When asked about the Microsoft Exchange hack, a spokesperson for the Chinese Foreign Ministry said that the country “firmly opposes and combats cyber attacks and cyber theft in all forms” and that blame cannot be attributed based on “groundless accusations.”
◊ Cybercriminals bypass Milanote’s secure email gateways to prey on creatives
According to researchers, the Milanote app has been made aware of cybercriminals using its platform as a playground for phishing attempts. Analysis by Avanan indicates that these cyberattackers conduct their credential-stealing campaigns and email hacking by targeting their victims with a simple email with the subject line “Invoice for Project Proposal”.
The CEO and co-founder of Avanan, Gil Friedrich, says that collaboration platforms provide easy access to cybercriminals to spread malicious links. The increase in the usage of collaboration platforms widens the potential target list for hackers.
◊ UC San Diego Health reveals data breach
Staff email accounts were compromised
UC San Diego Health has confirmed in a data breach notification that unauthorized access likely took place between December 2020 and April 2021. Patient data such as names, addresses and Social Security numbers could have potentially been accessed by the unknown hackers.
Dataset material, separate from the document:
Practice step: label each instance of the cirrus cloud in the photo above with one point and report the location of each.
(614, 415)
Other healthcare-related data such as laboratory results and records of medical diagnoses could have also been acquired.
UC San Diego Health has retracted access to the compromised staff email accounts and is in the process of conducting a review of the breach.
◊ Chipotle falls victim to phishing scam
Chipotle’s marketing email gets hacked
A marketing email account linked to Chipotle has been used by hackers to send phishing emails. Inky, a cybersecurity firm, has said that Chipotle’s Mailgun email account was also compromised earlier this year and 121 phishing emails were sent as part of the attack. Researchers have claimed that the majority of the emails impersonated Microsoft.
◊ British national accused of hacking Twitter accounts of Bill Gates, Barack Obama and hundreds more
US officials have announced that Joseph O’Connor has been arrested on a warrant pertaining to the hacking of more than 130 Twitter accounts belonging to politicians, business leaders and celebrities. Some of the victims include Bill Gates, Barack Obama and Joe Biden. The hack, which took place last year, has been linked to a cryptocurrency scheme.